Memory is the Lost Cause

Ryan Louis
6 min readJun 18, 2022

1.

My memory’s a blur. Well. Most of our memories are blurs — individuals’ and nations’; but I’m the only one admitting it. Studies continually show that court testimonies are regularly unreliable (personal memory); memorials fail to recall events the way they happened (public memory). My sister still says the Nintendo is “hers;” folks still seem to think a statue constitutes “history.”

My memory’s an actual blur, though. So much of what I remember has smear-marks in it. It’s a cool-weird effect: an Instagram filter no one would use.
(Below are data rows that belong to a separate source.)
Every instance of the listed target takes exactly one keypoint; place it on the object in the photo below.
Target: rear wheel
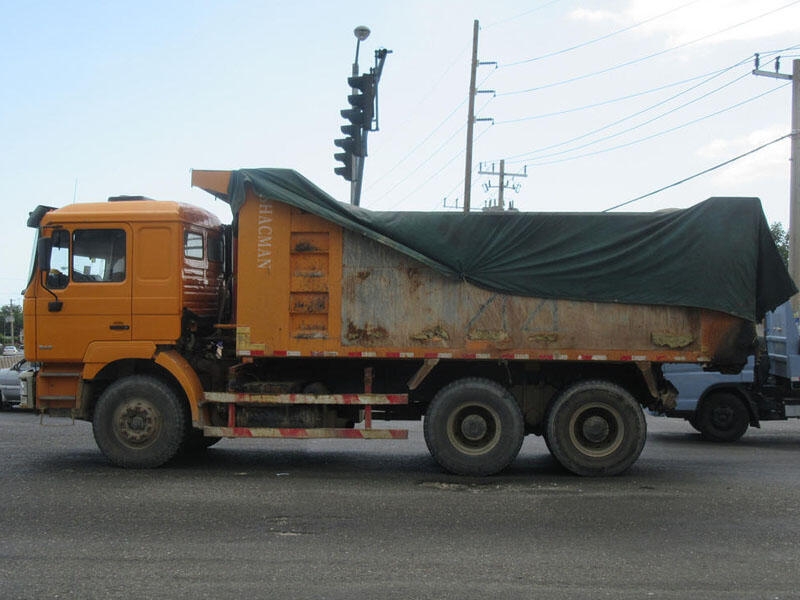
(474, 427)
(596, 428)
(139, 422)
(722, 417)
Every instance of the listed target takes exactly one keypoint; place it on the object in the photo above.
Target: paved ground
(343, 519)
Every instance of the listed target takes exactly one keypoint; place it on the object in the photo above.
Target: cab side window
(193, 245)
(98, 255)
(58, 276)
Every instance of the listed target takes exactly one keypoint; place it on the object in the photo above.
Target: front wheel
(474, 427)
(139, 422)
(596, 428)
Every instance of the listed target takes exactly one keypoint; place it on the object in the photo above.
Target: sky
(597, 103)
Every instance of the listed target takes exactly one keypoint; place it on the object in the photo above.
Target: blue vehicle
(721, 407)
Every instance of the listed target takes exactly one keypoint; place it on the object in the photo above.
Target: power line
(598, 39)
(628, 117)
(637, 126)
(644, 58)
(617, 99)
(704, 172)
(664, 132)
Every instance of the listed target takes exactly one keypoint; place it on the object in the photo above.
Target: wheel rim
(474, 429)
(723, 417)
(137, 423)
(596, 430)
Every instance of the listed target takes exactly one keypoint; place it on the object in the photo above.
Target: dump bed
(318, 278)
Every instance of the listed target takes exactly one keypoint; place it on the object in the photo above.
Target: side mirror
(43, 249)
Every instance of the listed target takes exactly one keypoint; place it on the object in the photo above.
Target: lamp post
(361, 32)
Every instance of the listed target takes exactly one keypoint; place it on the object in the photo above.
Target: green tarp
(718, 254)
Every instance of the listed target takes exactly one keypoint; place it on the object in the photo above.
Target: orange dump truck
(308, 318)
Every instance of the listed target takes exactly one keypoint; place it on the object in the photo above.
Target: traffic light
(363, 102)
(346, 170)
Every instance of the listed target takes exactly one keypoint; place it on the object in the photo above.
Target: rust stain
(489, 335)
(435, 334)
(305, 247)
(414, 282)
(670, 339)
(366, 333)
(311, 305)
(544, 337)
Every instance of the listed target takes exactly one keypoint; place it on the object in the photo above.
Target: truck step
(300, 433)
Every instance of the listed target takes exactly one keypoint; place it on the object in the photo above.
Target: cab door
(86, 296)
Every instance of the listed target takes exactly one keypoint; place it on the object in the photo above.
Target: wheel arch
(168, 366)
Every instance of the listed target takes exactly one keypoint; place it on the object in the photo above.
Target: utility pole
(502, 183)
(794, 161)
(471, 120)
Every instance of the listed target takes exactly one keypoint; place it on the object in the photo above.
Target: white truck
(721, 407)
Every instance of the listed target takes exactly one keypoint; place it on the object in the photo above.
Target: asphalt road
(367, 519)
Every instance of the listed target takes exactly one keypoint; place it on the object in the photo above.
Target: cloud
(707, 22)
(768, 163)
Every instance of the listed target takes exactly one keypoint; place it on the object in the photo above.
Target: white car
(10, 388)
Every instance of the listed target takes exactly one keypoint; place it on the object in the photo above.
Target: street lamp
(361, 32)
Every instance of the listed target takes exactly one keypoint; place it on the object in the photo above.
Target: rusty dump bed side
(307, 287)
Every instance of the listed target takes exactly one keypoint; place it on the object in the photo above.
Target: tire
(722, 417)
(474, 427)
(139, 422)
(596, 428)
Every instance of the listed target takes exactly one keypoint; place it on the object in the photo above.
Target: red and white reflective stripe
(298, 433)
(360, 399)
(544, 356)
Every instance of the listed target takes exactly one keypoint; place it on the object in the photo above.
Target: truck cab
(115, 282)
(722, 406)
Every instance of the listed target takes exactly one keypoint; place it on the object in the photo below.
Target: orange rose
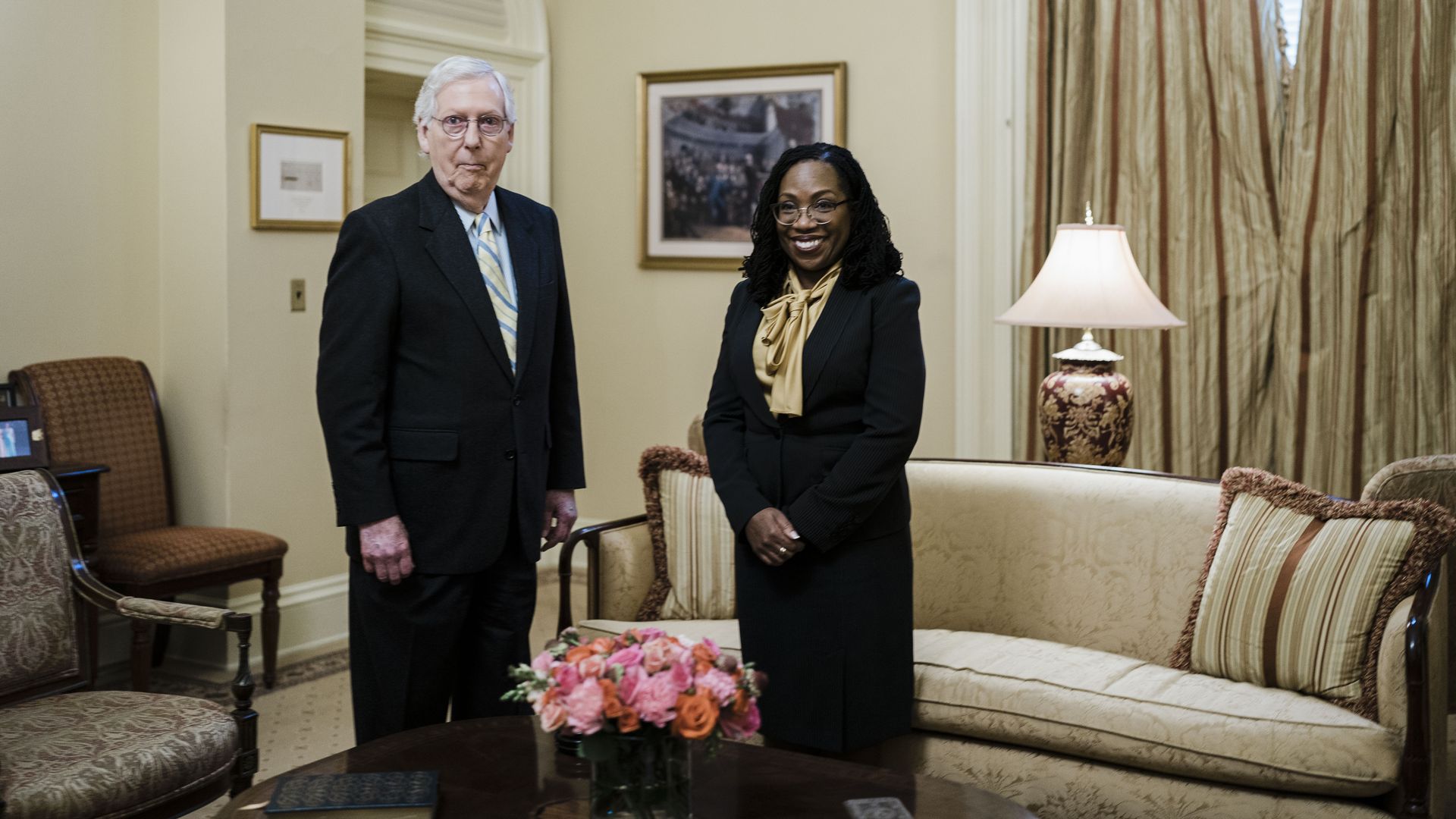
(696, 716)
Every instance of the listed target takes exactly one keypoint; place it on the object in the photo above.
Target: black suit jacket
(421, 414)
(839, 469)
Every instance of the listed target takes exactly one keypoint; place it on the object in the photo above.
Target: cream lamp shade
(1091, 280)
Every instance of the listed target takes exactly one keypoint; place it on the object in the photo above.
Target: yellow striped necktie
(488, 256)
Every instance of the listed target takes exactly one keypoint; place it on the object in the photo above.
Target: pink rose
(584, 708)
(629, 684)
(657, 654)
(554, 716)
(593, 667)
(718, 684)
(626, 657)
(740, 726)
(655, 700)
(682, 673)
(566, 678)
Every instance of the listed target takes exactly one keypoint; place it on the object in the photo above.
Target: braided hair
(870, 256)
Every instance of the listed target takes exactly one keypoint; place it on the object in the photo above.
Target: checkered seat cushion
(182, 551)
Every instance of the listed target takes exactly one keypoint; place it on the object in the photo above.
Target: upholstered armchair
(1430, 477)
(67, 752)
(107, 411)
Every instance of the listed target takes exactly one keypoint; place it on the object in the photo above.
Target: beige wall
(299, 64)
(79, 216)
(133, 231)
(647, 340)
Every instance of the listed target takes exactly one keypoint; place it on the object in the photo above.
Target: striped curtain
(1301, 221)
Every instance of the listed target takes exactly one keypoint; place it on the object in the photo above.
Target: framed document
(22, 441)
(300, 178)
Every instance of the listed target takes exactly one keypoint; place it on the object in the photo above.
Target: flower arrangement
(641, 681)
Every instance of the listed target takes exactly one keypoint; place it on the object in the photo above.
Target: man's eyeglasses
(820, 212)
(455, 127)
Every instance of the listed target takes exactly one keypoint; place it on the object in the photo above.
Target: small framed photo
(22, 439)
(708, 140)
(300, 178)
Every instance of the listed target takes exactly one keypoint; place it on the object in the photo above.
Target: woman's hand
(772, 537)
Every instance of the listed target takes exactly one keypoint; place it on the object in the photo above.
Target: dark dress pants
(437, 643)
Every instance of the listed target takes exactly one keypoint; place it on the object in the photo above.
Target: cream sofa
(1049, 599)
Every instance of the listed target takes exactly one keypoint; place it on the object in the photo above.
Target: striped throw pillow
(692, 539)
(1298, 586)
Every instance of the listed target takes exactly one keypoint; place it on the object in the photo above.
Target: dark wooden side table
(80, 483)
(509, 767)
(82, 487)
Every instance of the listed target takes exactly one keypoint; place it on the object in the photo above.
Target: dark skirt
(833, 632)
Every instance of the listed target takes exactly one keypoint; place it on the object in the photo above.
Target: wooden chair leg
(140, 654)
(270, 630)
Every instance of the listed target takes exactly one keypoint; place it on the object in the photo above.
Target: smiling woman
(814, 410)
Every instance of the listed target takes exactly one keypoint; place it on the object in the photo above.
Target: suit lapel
(450, 248)
(525, 249)
(745, 337)
(826, 333)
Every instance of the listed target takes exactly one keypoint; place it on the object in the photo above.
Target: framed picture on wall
(300, 178)
(707, 142)
(22, 439)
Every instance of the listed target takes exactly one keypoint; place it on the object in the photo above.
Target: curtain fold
(1301, 222)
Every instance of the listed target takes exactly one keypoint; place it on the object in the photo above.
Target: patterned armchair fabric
(101, 411)
(36, 615)
(109, 752)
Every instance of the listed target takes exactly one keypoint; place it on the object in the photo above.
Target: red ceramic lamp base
(1087, 414)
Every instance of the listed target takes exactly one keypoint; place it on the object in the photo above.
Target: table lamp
(1090, 280)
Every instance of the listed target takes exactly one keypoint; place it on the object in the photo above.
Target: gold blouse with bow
(778, 356)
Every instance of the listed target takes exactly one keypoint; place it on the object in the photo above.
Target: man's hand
(561, 506)
(384, 550)
(772, 537)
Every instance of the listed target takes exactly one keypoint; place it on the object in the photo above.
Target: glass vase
(639, 776)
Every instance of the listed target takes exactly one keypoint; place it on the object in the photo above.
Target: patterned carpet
(308, 714)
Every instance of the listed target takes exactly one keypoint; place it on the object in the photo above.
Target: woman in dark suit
(814, 410)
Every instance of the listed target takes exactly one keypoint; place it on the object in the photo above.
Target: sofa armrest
(612, 544)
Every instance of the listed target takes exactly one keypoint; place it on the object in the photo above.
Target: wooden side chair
(67, 752)
(105, 411)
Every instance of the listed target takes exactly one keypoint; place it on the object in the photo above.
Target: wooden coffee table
(509, 767)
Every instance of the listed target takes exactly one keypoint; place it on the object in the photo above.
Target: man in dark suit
(447, 392)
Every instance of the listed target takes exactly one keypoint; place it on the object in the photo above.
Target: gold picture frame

I’ve looked for answers to why this is. In astrology: Gemini memories are so unreliable because we’re constantly shifting ideas, identities and standards. [Eyeroll] In personality tests: an online forum of ENFPs maintain that, because we’re forever “in the moment,” we struggle to retain anything.

Just today I had to remember — again (maybe for the third time?) — that I threw away a pair of flip-flops because…well…maybe they were too dirty to clean; maybe they were broken; maybe I cleaned them and they fell apart? Who knows?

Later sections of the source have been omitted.